Originally Posted by TankerDriver (Post 3649355)
Maybe my math is wrong, but....with 1,000 hours of sick in the bank, you could take 40 hours of sick per month for 2 years.

And ~17 years worth of sick time accumulation, under our pathetic sick policy.

Icaruss 06-12-2023 11:05 AM


Originally Posted by Montcalm (Post 3649360)
And ~17 years worth of sick time accumulation, under our pathetic sick policy.

CEOs have quite a bit of pull in congress to lobby against it. This age increase will not benefit the airlines since, it will increase pilots on disability, use of sick time, and oh BTW you can’t fly outside to most international destinations past 65 yr.
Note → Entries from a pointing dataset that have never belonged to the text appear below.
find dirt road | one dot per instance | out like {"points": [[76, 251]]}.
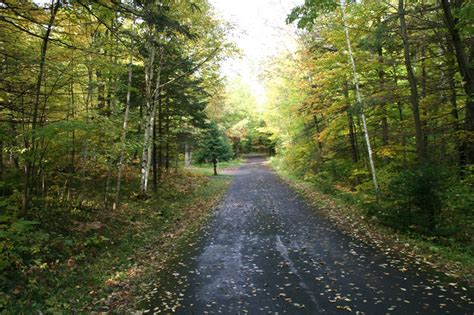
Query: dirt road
{"points": [[266, 252]]}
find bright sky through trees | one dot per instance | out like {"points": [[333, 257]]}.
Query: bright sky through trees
{"points": [[260, 32]]}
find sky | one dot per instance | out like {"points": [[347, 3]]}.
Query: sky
{"points": [[260, 32]]}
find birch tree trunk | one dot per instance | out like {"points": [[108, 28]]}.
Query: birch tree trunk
{"points": [[149, 72], [116, 204], [358, 96], [414, 95], [29, 169]]}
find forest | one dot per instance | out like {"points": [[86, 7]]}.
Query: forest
{"points": [[114, 115], [377, 107]]}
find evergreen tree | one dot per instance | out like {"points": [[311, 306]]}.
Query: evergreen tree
{"points": [[215, 147]]}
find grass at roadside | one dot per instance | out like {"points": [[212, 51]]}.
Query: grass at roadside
{"points": [[119, 250], [206, 169], [455, 261]]}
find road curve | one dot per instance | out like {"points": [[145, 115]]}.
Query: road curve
{"points": [[266, 252]]}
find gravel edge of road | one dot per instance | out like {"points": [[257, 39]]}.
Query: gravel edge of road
{"points": [[352, 223]]}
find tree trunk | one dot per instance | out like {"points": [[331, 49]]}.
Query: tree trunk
{"points": [[414, 96], [149, 112], [116, 204], [29, 171], [466, 68], [383, 105], [358, 97], [350, 122], [187, 154]]}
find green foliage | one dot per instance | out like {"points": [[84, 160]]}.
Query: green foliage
{"points": [[316, 122], [214, 146]]}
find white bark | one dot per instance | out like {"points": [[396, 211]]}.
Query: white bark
{"points": [[125, 122], [145, 162], [358, 96], [187, 154]]}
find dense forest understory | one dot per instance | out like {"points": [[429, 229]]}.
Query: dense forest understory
{"points": [[115, 115], [376, 109]]}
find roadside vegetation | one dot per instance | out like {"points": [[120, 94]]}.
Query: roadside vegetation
{"points": [[376, 110]]}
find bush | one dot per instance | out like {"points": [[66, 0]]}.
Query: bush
{"points": [[412, 199]]}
How’s this helping pilot shortage?

ImSoSuss 06-12-2023 11:29 AM


Originally Posted by Icaruss (Post 3649526)
CEOs have quite a bit of pull in congress to lobby against it. This age increase will not benefit the airlines since, it will increase pilots on disability, use of sick time, and oh BTW you can’t fly outside to most international destinations past 65 yr. How’s this helping pilot shortage?

Actually I wouldn't be surprised if they are for it. Stagnation would solve their regional lift shortage.

Icaruss 06-12-2023 12:24 PM


Originally Posted by ImSoSuss (Post 3649540)
Actually I wouldn't be surprised if they are for it. Stagnation would solve their regional lift shortage.

Kirby is already opposed to it. If you can’t use the pilots then there is no stagnation.

GhettoJet 06-12-2023 04:15 PM

"My assumption is that by the time you get to 65, you are senior enough to drop your whole schedule, pick up one or two premium trips and use sick time when needed."

That's an incorrect assumption at AA for the large majority of pilots. It may be true for some narrowbody pilots who hold high value turns, and some widebody FOs who can drop an FO trip and have someone who is holding an FB pairing trade into it but for the most part scheduling's use of red/redder only lets you swap (1) weekend flying for weekday flying, (2) holiday flying for non holiday flying, (3) lower time trips for higher time trips, and (4) shorter trips for longer ones.

Spirit's schedule flexibility is so far ahead of ours it's like comparing a regional contract (us) to a mainline contract (them).

Understand that the mindset here is to have every warm body on the property flying as close to FAR limits as possible, and APA negotiates contracts that enables such behavior by management.

rdneckpilot 06-12-2023 09:39 PM


Originally Posted by rickair7777 (Post 3648698)
I think hiring will continue.

The Venn diagram for pilots who both want to work past age 60 and can hold a medical is probably relatively small.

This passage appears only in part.